BELLEFONTE - Assumptions and false allegations fueled by overzealous investigators and wild dreams of a financial windfall led eight men and two eyewitnesses to smear Jerry Sandusky with allegations of heinous sexual abuse, his attorney told jurors during closing arguments Thursday.
"The system decided Mr. Sandusky was guilty and the system set out to convict him," attorney Joseph Amendola told the jury of seven women and five men.
Amendola, speaking for more than an hour, implored jurors to look past the snap judgments of the media after Sandusky's arrest last November and the hawkishness of the civil attorneys who flocked to represent the accusers in the wake of a grand jury investigation into his behavior.
The Penn State board of trustees reacted swiftly to Sandusky's arrest and allegations that senior officials may have covered up a former assistant coach's report that he saw Sandusky raping a boy in a shower a decade ago.
Amendola, perhaps playing to the nine jurors with Penn State ties, recalled how the board fired university president Graham Spanier and the longtime head football coach Joe Paterno within days of Sandusky's arrest.

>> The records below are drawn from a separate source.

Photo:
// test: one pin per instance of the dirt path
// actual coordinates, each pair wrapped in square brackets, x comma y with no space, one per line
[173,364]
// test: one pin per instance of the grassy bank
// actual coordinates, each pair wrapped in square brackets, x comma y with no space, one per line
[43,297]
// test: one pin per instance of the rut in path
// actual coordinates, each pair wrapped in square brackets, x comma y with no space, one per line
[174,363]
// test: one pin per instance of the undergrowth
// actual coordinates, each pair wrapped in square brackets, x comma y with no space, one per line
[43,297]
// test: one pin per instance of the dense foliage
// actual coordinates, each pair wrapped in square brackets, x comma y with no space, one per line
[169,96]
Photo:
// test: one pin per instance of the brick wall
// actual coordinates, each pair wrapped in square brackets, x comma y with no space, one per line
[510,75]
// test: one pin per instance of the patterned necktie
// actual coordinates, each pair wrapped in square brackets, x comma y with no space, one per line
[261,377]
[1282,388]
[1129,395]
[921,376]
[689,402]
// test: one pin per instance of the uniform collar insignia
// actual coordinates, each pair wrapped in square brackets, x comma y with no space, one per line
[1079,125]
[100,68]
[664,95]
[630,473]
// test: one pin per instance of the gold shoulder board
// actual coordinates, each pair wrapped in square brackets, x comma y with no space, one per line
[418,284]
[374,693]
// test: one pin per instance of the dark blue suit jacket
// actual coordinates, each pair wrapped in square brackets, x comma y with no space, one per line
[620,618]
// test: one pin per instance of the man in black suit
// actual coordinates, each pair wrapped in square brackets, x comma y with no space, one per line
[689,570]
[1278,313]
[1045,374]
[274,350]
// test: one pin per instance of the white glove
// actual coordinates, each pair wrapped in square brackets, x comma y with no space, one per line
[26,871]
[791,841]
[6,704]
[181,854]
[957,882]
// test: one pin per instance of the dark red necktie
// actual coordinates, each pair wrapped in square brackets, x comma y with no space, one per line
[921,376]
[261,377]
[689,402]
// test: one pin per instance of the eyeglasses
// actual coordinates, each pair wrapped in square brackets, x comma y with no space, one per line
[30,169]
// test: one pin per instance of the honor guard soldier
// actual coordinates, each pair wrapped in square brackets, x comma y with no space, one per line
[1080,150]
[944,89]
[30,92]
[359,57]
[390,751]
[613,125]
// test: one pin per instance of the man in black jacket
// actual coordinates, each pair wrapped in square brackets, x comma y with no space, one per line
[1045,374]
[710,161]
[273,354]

Paterno died two months later.
"I'll be the first one to tell you: if he did this, he should rot in jail for the rest of his life," Amendola said. "But what if he didn't do this? What if he maintained his innocence? His life is ruined. We have a fired university president. We have a dead coach. We have a tarnished institution."
Wesley M. Oliver, a Widener Law professor and NBC News analyst, lauded Amendola's presentation.
"For the case he was working with, this is the single best closing argument I have ever seen," Oliver said.
Amendola spent the bulk of his argument dissecting the allegations against Sandusky and the evolution of the investigation, from an initial complaint in November 2008, to the start of a grand jury probe in June 2009 with just two accusers, to the publication of a story in the Patriot-News in March 2011 that compelled yet more young men to come forward.
After a year and a half, Amendola said, investigators only located two accusers - the now 18-year-old man identified as Victim 1, who made the initial report to authorities in November 2008, and the man known as Victim 6, whose 1998 report of abuse in a team shower never led to charges.
"Until Victim 1 came out, no one reported Sandusky," Amendola said, referring to the Clinton County man who disclosed allegations of abuse to a school guidance counselor and children and youth caseworker.
Initially, the accuser said Sandusky had only touched him over a layer of clothing. Eventually, the allegations evolved to include forced oral sex.
"The hundreds of thousands of kids that he had interacted with - not one of them reported him," Amendola said. "Not one teacher, not one parent, none of them.
"It doesn't make sense, it doesn't add up," Amendola said repeatedly.
The earliest allegations date to 1995, when Sandusky was 51. He took accusers to football games and allowed them to stay over at the team hotel. He even included some of them in his memoir: "Touched, the Jerry Sandusky Story."
"Now, not only do we have a pedophile who isn't a pedophile until his mid-50s, then he writes a book and puts the victims in the book! That's smart!" Amendola said. "Folks, you have to use your common sense. Jerry Sandusky took these kids everywhere. Is that what a pedophile does? Does he try to hide it, does he try to cover his tracks? Or does he parade them around?"